The pattern of behaviour of local administrations is strangely constant. When a new administration takes over a town, its first five years of tenure sees a huge output of work. All kinds of civic projects that somehow never got done are completed, a sense of urgency and competence abounds. Projects that have a high visibility – like replacing public benches, street lights, paving-stones in the piazza, or a new surface on the main thoroughfare – are all completed with speed and efficiency. The evidence of a new broom is there for all to see. The administration establishes itself in the minds of the electorate as a very different beast from the one it has supplanted. Meanwhile the administration begins to find its feet in the netherworld of provincial and regional distribution of funds. It begins to establish contacts with the building firms that will be its partners in all civic projects – it begins to find its allies.

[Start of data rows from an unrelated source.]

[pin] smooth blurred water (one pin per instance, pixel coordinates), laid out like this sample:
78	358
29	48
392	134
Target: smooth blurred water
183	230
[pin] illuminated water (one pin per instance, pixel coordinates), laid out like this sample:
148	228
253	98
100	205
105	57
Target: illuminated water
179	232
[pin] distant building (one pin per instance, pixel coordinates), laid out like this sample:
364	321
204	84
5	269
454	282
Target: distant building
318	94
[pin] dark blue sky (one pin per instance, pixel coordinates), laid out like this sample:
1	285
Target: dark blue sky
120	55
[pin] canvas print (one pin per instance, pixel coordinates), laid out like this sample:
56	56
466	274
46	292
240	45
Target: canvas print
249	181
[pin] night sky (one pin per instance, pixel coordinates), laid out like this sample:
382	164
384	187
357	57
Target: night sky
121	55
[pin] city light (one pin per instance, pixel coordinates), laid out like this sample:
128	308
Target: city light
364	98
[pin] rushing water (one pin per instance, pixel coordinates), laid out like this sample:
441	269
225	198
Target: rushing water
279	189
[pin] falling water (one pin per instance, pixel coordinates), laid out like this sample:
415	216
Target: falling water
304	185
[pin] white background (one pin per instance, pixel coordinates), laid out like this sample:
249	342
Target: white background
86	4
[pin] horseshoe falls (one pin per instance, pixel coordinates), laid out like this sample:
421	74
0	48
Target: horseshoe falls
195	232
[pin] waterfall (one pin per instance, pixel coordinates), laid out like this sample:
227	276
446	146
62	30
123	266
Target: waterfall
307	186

Its next term of office sees less projects of obvious benefit to the community as a whole, and more that have dubious value. Slowly the administration, like the pigs in Animal Farm, comes to resemble what it replaced. By the third and fourth term the comune will have become the personal fiefdom of the mayor and his trusted associates. By this time the mayor, if he is of at least average ability, will have a firm political base for his next move: a seat on the provincial council. Dealings at this level grow enormously in complexity; for provincial elections a mayor will need not only the votes from his own comune, but also votes from many other comuni where he may not be known. The only way to achieve this is through the party machinery. In neighbouring towns the local party will give instructions to its troops as to who should get their second-preference votes. As elections to the provincial council are also based on proportional representation, the transfer of second-preference votes is crucial. An ambitious man can work his way from provincial, to regional, to national government. Each step needs carefully constructed alliances, an astute estimation of who is important and therefore to be cultivated, and an ability to feel no remorse for those who can no longer be of help. By this means Italy fills its upper houses of the legislature with the quality of people it deserves.

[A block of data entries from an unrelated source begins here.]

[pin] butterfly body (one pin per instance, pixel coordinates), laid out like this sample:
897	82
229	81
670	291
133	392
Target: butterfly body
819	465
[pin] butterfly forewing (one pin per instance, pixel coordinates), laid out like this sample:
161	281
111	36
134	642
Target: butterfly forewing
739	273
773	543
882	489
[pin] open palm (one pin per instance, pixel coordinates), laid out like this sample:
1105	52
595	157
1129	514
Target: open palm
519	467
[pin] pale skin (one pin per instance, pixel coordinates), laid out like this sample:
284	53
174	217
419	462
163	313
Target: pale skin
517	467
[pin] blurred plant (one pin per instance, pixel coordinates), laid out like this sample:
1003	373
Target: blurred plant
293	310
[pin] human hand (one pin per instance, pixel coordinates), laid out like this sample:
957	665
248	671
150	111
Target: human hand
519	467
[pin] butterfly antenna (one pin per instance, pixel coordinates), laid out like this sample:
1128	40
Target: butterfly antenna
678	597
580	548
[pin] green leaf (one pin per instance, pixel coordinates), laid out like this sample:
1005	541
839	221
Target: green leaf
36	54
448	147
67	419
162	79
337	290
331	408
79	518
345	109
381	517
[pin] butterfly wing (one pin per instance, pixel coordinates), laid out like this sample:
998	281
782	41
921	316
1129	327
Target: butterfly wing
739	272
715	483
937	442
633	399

And what of the honest man? As a political species he is endangered bu
t not quite extinct. The problem facing him is that the political arena is an inhospitable habitat. If an honest man accepts no bribes, how can he hope to influence those who do? Where will he get the money? Certainly at local level, where the relationship between the voters and the elected is incestuously close, his problems are huge. Suppose this honest councillor objects at a council meeting to a planning proposal that he feels is wrong; the proposal will be blocked. After the meeting the mayor will be asked by the applicant what transpired. ‘It would have been passed,’ says the mayor, ‘but Tizio blocked the proposal.’ So Tizio loses votes at the next election. If he blocks any more proposals, he will lose still more votes. If he never gets elected again, none of his ideals or his honest approach will influence council meetings. The strategy of an honest man must be of infinite subtlety if he is ever to have an effect on Italian political life.
That such men undoubtedly exist despite the system is a testament to man’s indomitable hope. The brave men who knowingly risk their lives by becoming judges or prosecutors in Sicily’s anti-Mafia campaign may be few in number, but at least they prove that the whole of the body politic is not yet infected. It is possible that Giuseppe Falcone’s murder by the Mafia might ignite in the Italian people an urge to reform the system and perhaps look more closely at the kind of individuals who present themselves for election.